Using Cron Jobs
Use time scheduled cron jobs to execute long running operations in the background. They run at defined times, independent of visits to the web application.
Use cases
Database maintenance: say the web application cumulates data which needs to be transformed and/or wiped periodically. A Cron Job allows you to make sure the app/console db:cleanup
- or whatever - script executes hourly, daily, weekly or whenever your want.
Cache clearing: say the web application has a news site, which homepage must be rebuilt every ten minutes or so. With a Cron Job you can schedule a cleanup of the homepage.
Availabilty
Cron Jobs are only available for certain App plans. Please see the plans & pricing page for more.
Usage
You can configure your App's Cron Job in the Dashboard > {{app-name}} > Settings > Cron Jobs. To start a new Cron Job you'll need the set the following parameters:
Name
A unique name, so the job can be identified later on in the logs or statistics.
Command
The PHP command which shall be executed, eg app/console db:cleanup
or path/to/my-script.php
Interval
The interval at which you want to execute the job.
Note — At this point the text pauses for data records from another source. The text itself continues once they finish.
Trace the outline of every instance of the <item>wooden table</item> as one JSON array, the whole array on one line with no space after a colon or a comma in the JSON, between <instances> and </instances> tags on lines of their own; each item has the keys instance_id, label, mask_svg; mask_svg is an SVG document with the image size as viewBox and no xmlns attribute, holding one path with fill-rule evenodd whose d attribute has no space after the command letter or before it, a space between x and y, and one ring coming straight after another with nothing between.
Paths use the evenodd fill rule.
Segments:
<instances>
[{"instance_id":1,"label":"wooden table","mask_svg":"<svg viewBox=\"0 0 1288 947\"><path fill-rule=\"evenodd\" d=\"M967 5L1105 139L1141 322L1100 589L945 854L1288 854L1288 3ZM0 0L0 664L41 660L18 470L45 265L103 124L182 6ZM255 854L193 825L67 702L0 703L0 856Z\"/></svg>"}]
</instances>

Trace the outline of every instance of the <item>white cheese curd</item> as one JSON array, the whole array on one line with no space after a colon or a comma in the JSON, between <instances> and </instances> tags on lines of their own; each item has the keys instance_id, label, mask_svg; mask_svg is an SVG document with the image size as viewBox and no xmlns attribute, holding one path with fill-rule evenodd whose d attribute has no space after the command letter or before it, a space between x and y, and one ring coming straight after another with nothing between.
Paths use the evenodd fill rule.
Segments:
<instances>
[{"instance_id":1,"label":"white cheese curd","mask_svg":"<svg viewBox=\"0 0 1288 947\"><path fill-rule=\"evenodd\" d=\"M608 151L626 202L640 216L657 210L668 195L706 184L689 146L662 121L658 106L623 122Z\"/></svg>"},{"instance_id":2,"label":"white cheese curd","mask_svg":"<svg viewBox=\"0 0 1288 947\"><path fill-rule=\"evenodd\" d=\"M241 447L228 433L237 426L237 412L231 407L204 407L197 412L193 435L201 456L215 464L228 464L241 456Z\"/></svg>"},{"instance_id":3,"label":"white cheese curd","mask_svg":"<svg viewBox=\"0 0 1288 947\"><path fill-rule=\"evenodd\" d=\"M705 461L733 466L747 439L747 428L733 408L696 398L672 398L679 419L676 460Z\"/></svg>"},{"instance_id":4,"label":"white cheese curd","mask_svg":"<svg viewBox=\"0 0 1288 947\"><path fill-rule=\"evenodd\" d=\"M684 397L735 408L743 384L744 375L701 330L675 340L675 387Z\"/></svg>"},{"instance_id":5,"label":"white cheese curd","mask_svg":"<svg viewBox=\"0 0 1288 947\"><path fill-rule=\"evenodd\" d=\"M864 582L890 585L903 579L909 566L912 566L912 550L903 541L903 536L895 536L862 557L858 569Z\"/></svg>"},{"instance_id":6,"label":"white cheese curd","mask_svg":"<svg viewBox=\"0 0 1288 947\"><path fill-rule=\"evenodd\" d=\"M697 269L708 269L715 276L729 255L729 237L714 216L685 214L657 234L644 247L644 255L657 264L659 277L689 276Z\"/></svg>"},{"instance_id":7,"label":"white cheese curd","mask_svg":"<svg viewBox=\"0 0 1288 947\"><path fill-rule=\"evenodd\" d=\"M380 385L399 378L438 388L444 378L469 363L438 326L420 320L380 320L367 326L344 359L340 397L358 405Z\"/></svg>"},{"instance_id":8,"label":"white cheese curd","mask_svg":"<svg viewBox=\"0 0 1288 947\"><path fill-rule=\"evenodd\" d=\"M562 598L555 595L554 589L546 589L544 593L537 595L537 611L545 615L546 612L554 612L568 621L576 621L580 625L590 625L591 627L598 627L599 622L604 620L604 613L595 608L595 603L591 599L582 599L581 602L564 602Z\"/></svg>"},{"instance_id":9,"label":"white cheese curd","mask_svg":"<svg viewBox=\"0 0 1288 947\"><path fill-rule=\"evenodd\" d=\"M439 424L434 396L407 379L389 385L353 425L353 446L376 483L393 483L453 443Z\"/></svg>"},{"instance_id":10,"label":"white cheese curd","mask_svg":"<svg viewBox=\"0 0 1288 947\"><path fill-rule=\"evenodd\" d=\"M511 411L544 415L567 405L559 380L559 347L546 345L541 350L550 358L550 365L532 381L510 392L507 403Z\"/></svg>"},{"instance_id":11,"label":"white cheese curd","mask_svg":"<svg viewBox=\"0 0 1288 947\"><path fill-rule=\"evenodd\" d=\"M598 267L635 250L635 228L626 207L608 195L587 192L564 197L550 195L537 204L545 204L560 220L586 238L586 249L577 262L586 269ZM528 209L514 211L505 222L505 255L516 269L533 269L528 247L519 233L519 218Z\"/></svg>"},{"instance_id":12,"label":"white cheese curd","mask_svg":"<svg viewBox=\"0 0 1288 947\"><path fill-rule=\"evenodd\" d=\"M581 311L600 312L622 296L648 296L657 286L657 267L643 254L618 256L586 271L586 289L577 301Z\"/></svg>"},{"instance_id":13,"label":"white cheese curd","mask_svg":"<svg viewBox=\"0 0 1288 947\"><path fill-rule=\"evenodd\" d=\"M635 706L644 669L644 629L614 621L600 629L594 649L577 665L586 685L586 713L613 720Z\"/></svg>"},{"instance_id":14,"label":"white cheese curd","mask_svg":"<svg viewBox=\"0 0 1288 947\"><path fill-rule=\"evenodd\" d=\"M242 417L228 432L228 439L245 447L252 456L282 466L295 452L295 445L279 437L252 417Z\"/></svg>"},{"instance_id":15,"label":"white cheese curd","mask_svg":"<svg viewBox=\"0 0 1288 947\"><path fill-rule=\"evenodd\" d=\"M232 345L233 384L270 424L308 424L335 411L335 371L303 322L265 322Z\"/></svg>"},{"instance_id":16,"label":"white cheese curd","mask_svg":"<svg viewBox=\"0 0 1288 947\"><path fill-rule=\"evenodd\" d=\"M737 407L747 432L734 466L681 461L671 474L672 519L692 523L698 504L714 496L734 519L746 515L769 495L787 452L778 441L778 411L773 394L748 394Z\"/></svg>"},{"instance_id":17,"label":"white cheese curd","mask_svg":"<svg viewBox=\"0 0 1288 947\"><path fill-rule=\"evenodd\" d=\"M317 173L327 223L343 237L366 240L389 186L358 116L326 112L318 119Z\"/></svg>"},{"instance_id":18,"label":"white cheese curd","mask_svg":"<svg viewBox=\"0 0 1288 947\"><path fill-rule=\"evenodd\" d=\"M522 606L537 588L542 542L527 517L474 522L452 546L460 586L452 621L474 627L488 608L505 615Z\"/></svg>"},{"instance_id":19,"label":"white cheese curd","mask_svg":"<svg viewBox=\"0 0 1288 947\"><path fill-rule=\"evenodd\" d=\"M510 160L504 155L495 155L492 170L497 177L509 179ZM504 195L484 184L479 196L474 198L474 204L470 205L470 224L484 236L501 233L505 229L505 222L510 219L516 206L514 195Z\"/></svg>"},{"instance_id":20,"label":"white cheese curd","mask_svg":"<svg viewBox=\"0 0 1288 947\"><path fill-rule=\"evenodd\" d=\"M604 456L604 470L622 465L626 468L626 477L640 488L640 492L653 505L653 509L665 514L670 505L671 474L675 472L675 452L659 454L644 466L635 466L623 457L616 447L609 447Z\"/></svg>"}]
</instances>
The interval length is guaranteed, the exact time of execution is randomized. For example: an "every hour" interval will run once per hour with 60 minutes in between. However, it won't necessarily run at the 0th minute. It could run at the 11th minute or the 43th minute of every hour. All daily, weekly and monthly jobs run between 00:00 and 10:00 UTC. Weekly intervals will run on Monday.
Logging
All output generated by Cron Jobs can be accessed via log files and live logs.
Limits
- Crons on fortrabbit are managed in the Dashboard, not via SSH
- Only one cron per Universal App can be defined, not multiple
- The shortest time interval is once every hour, not every minute
- Cron scripts can run for maximum 12 hours, then it will be killed
- Each time the cron triggers, a new copy of the cron script is started
- When 5 scripts are running at the same time, no more will start until another exits
Alternatives
Universal Stack Apps have limited resources - shared with the PHP memory. Professional Apps come with the Worker Component, which offers dedicated resources — not shared. The Worker Component also allows multiple Cron Jobs per App and additionally Nonstop Jobs, which are persistently running background workers. Shorter intervals are also possible.